Asian marriage in trouble

Carolyn Moynihan
24 Aug 2011
Reproduced with Permission
MercatorNet

Asian marriage is in the news, with The Economist reporting on "the flight from marriage" in that part of the world and the London Telegraph noting the materialism which is delaying marriages in China.

As we saw last week, divorce is booming in China. But young urban women are also putting off marriage until they can find a man rich enough to already own a house, and preferably a car as well. Tying the knot without these things has become known as "naked marriage". It's a trend that seems to be partly driven by television shows. "I would choose a luxury house over a boyfriend that always makes me happy without hesitation," said one 24-year-old on a very popular dating show.

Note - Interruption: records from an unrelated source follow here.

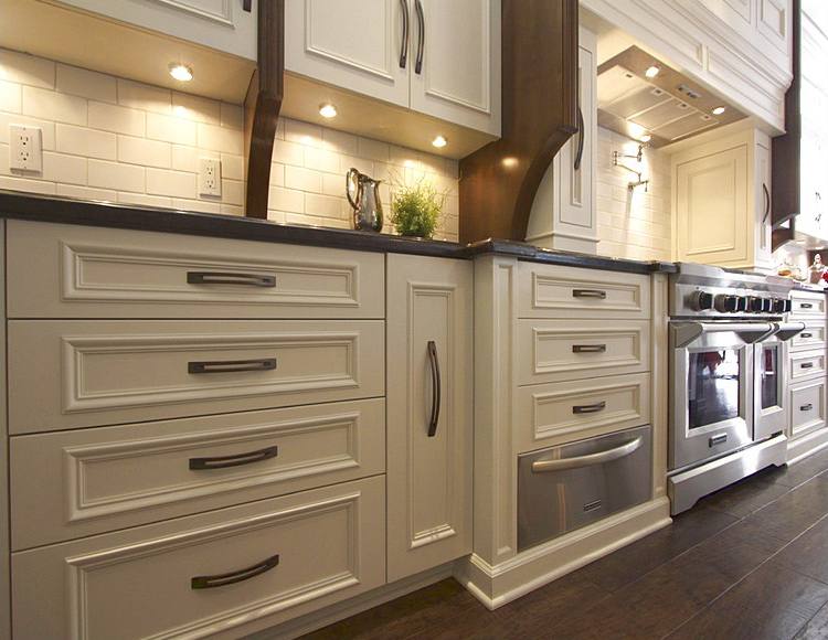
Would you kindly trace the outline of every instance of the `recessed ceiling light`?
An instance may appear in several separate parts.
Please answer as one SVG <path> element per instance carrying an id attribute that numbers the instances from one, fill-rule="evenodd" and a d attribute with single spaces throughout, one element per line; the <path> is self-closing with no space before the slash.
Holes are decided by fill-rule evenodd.
<path id="1" fill-rule="evenodd" d="M 178 62 L 170 63 L 170 75 L 181 83 L 189 83 L 192 79 L 192 68 Z"/>
<path id="2" fill-rule="evenodd" d="M 322 118 L 336 118 L 337 107 L 335 107 L 330 103 L 319 105 L 319 115 L 322 116 Z"/>
<path id="3" fill-rule="evenodd" d="M 432 140 L 432 147 L 436 147 L 437 149 L 442 149 L 446 145 L 448 145 L 448 140 L 446 140 L 446 138 L 443 136 L 437 136 L 436 138 L 434 138 L 434 140 Z"/>
<path id="4" fill-rule="evenodd" d="M 644 75 L 647 77 L 656 77 L 659 73 L 661 73 L 661 70 L 658 68 L 655 64 L 652 66 L 648 66 L 647 71 L 644 72 Z"/>

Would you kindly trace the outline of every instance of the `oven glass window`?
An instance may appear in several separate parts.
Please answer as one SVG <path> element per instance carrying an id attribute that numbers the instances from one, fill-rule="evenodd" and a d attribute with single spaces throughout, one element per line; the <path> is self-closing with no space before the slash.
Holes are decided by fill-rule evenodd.
<path id="1" fill-rule="evenodd" d="M 763 346 L 762 362 L 760 363 L 762 375 L 762 408 L 779 406 L 779 349 L 777 345 Z"/>
<path id="2" fill-rule="evenodd" d="M 742 367 L 740 352 L 735 349 L 716 349 L 696 351 L 688 355 L 690 428 L 739 417 L 739 372 Z"/>

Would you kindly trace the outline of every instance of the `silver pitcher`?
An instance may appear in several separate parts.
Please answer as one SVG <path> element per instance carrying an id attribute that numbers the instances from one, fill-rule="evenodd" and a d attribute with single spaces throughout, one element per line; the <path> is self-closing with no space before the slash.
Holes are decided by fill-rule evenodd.
<path id="1" fill-rule="evenodd" d="M 353 228 L 382 231 L 380 182 L 351 168 L 346 175 L 346 194 L 353 207 Z"/>

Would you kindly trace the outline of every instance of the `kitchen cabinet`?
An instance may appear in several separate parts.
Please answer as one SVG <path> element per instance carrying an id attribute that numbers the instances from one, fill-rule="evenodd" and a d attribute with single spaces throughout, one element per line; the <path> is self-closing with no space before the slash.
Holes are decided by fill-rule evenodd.
<path id="1" fill-rule="evenodd" d="M 700 136 L 671 158 L 676 256 L 769 270 L 769 139 L 756 129 L 723 131 Z"/>
<path id="2" fill-rule="evenodd" d="M 83 11 L 256 60 L 257 9 L 245 0 L 62 0 Z"/>
<path id="3" fill-rule="evenodd" d="M 495 136 L 500 0 L 287 0 L 285 68 Z"/>
<path id="4" fill-rule="evenodd" d="M 388 256 L 388 578 L 471 552 L 473 266 Z"/>
<path id="5" fill-rule="evenodd" d="M 597 51 L 595 34 L 578 33 L 578 131 L 561 148 L 538 188 L 527 242 L 551 249 L 596 253 Z"/>

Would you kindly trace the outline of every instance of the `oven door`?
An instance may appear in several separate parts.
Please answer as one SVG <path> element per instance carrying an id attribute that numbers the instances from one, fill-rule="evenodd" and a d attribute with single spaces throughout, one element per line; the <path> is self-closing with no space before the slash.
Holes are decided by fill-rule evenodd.
<path id="1" fill-rule="evenodd" d="M 670 470 L 753 441 L 754 343 L 771 322 L 670 322 Z"/>

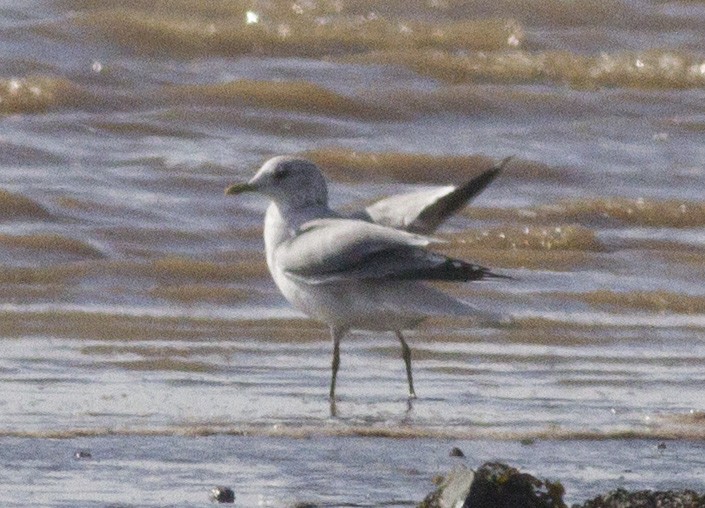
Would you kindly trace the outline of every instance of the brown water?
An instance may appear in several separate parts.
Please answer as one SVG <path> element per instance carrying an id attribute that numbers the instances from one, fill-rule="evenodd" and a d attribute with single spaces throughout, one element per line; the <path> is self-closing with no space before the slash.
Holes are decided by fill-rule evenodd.
<path id="1" fill-rule="evenodd" d="M 705 490 L 703 26 L 701 1 L 0 4 L 3 505 L 407 505 L 458 440 L 573 501 Z M 349 337 L 331 418 L 266 203 L 223 196 L 290 153 L 341 208 L 514 155 L 441 232 L 516 279 L 445 289 L 514 324 L 410 332 L 412 406 L 394 338 Z"/>

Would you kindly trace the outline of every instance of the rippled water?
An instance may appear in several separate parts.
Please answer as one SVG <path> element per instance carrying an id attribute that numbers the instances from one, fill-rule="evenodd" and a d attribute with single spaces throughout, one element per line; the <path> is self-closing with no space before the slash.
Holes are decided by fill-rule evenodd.
<path id="1" fill-rule="evenodd" d="M 702 26 L 701 1 L 0 4 L 0 499 L 408 505 L 456 442 L 572 501 L 705 490 Z M 289 153 L 347 208 L 513 155 L 441 236 L 516 279 L 445 289 L 515 323 L 410 332 L 411 406 L 395 339 L 350 336 L 332 418 L 266 204 L 223 196 Z"/>

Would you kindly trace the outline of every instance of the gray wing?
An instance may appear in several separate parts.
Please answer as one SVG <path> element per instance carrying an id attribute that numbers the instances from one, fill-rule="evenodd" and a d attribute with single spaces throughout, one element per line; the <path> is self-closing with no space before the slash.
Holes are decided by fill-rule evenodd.
<path id="1" fill-rule="evenodd" d="M 276 263 L 309 284 L 353 280 L 470 281 L 502 277 L 424 248 L 433 240 L 349 219 L 307 223 L 277 249 Z"/>
<path id="2" fill-rule="evenodd" d="M 433 233 L 448 217 L 480 194 L 511 159 L 507 157 L 463 185 L 391 196 L 352 217 L 412 233 Z"/>

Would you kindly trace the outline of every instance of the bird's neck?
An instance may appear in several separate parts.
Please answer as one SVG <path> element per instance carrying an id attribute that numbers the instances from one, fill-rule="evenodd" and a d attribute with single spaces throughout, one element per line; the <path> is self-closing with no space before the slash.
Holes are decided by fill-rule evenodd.
<path id="1" fill-rule="evenodd" d="M 313 205 L 292 210 L 273 201 L 264 217 L 264 248 L 270 271 L 274 267 L 274 251 L 279 245 L 296 236 L 297 230 L 303 224 L 314 219 L 337 216 L 327 206 Z"/>

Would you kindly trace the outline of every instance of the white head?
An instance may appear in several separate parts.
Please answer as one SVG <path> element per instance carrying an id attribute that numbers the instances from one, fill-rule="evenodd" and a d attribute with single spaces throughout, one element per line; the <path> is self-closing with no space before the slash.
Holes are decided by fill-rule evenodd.
<path id="1" fill-rule="evenodd" d="M 242 192 L 259 192 L 286 208 L 328 205 L 328 186 L 318 166 L 286 155 L 269 159 L 249 182 L 225 190 L 225 194 Z"/>

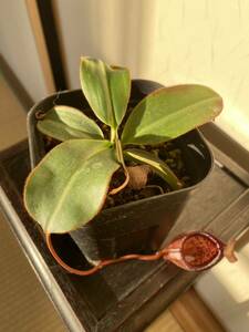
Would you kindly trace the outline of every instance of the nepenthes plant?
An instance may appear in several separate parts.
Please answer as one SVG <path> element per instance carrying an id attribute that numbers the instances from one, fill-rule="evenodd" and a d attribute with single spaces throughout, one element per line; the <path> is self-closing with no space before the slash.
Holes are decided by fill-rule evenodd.
<path id="1" fill-rule="evenodd" d="M 24 205 L 46 234 L 82 227 L 100 212 L 107 194 L 115 195 L 127 184 L 143 186 L 149 172 L 173 190 L 181 188 L 169 166 L 144 147 L 169 142 L 214 120 L 222 110 L 221 97 L 211 89 L 184 84 L 156 90 L 127 113 L 128 70 L 91 58 L 81 59 L 80 80 L 97 123 L 103 125 L 65 105 L 39 114 L 38 131 L 60 144 L 29 175 Z M 124 183 L 110 189 L 118 169 Z"/>

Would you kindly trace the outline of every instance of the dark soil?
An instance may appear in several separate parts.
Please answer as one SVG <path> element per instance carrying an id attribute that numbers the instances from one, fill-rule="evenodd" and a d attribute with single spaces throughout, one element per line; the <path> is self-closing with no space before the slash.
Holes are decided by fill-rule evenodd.
<path id="1" fill-rule="evenodd" d="M 135 105 L 136 102 L 134 101 L 133 104 Z M 132 107 L 127 110 L 123 124 L 126 122 L 126 118 L 128 117 L 131 112 L 132 112 Z M 92 111 L 86 110 L 84 111 L 84 113 L 90 117 L 92 117 L 97 123 L 97 125 L 102 128 L 105 138 L 108 139 L 110 137 L 108 126 L 103 124 L 98 118 L 96 118 L 95 115 L 92 113 Z M 120 132 L 122 132 L 123 126 L 124 125 L 121 125 Z M 45 152 L 49 152 L 58 144 L 60 144 L 59 141 L 44 136 Z M 147 152 L 155 154 L 163 162 L 165 162 L 169 166 L 169 168 L 174 172 L 174 174 L 178 177 L 178 179 L 181 181 L 183 187 L 188 187 L 191 185 L 191 179 L 187 174 L 181 151 L 177 147 L 175 141 L 170 141 L 170 142 L 166 142 L 153 146 L 146 145 L 146 146 L 134 146 L 134 147 L 146 149 Z M 133 162 L 132 163 L 127 162 L 127 166 L 135 166 L 135 165 L 137 164 Z M 124 172 L 123 169 L 118 169 L 112 178 L 110 189 L 118 187 L 124 180 L 125 180 Z M 151 173 L 148 175 L 148 181 L 145 188 L 135 190 L 126 186 L 122 191 L 117 193 L 116 195 L 107 195 L 104 208 L 111 208 L 114 206 L 124 205 L 129 201 L 139 200 L 139 199 L 148 198 L 156 195 L 162 195 L 169 191 L 172 191 L 169 185 L 165 180 L 163 180 L 158 175 Z"/>
<path id="2" fill-rule="evenodd" d="M 187 175 L 187 170 L 184 164 L 181 151 L 177 148 L 174 142 L 167 142 L 154 146 L 141 146 L 141 148 L 155 154 L 157 157 L 164 160 L 181 181 L 184 188 L 191 185 L 191 179 Z M 127 165 L 135 166 L 137 164 L 128 162 Z M 124 179 L 125 176 L 123 170 L 118 169 L 112 178 L 110 189 L 118 187 L 124 181 Z M 145 188 L 136 190 L 126 186 L 116 195 L 107 195 L 104 208 L 110 208 L 170 191 L 173 191 L 173 189 L 164 179 L 162 179 L 157 174 L 151 173 L 148 175 L 148 181 Z"/>

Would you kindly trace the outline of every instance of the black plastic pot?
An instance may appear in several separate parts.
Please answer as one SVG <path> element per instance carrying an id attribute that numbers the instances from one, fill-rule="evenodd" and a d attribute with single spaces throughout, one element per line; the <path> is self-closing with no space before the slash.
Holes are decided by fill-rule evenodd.
<path id="1" fill-rule="evenodd" d="M 134 80 L 131 104 L 136 104 L 158 87 L 162 85 L 152 81 Z M 32 167 L 45 154 L 43 137 L 35 128 L 35 113 L 49 111 L 54 103 L 71 105 L 84 112 L 89 108 L 81 90 L 60 92 L 32 107 L 28 116 Z M 211 152 L 197 129 L 180 136 L 175 142 L 181 149 L 193 186 L 102 210 L 87 225 L 72 231 L 71 237 L 89 261 L 156 250 L 160 247 L 183 211 L 189 194 L 208 176 L 214 165 Z"/>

Chinese authorities don't like it -- partly, no doubt, because of its demographic implications. The country that gave the world the one-child policy faces both a shortage of women (owing to sex-selective abortions) and an ageing tsunami; the childlessness that can result from delaying marriage indefinitely is not part of its grand plan.

Playing off the gold-diggers against the divorce trend, the Supreme Court has ruled that the person who buys the family home, or the parents who advance them the money, will get to keep it after divorce.

"Hopefully this will help educate younger people, especially younger women, to be more independent, and to think of marriage in the right way rather than worshipping money so much," said Hu Jiachu, a lawyer in Hunan province.

Elsewhere in Asia, it seems, young urbanites are also delaying marriage: "The mean age of marriage in the richest places - Japan, Taiwan, South Korea and Hong Kong - has risen sharply in the past few decades, to reach 29-30 for women and 31-33 for men," notes The Economist. But that's not all:

A lot of Asians are not marrying later. They are not marrying at all. Almost a third of Japanese women in their early 30s are unmarried; probably half of those will always be. Over one-fifth of Taiwanese women in their late 30s are single; most will never marry. In some places, rates of non-marriage are especially striking: in Bangkok, 20% of 40-44-year old women are not married; in Tokyo, 21%; among university graduates of that age in Singapore, 27%. So far, the trend has not affected Asia's two giants, China and India. But it is likely to, as the economic factors that have driven it elsewhere in Asia sweep through those two countries as well; and its consequences will be exacerbated by the sex-selective abortion practised for a generation there. By 2050, there will be 60m more men of marriageable age than women in China and India.

Women, educated and increasingly financially independent, are mainly responsible for the trend. The rigid role division of traditional Asian marriage is also partly to blame, with women who work full time also doing nearly all the housework -- and not happy about it.

But, as in China, so elsewhere in Asia no marriage means no babies, a collapsing birth rate, men cut off from the socialising influences of marriage and fatherhood, and the weakening of family support for the elderly and ill.

Since the liberal Economist thinks this is all pretty serious, it probably is.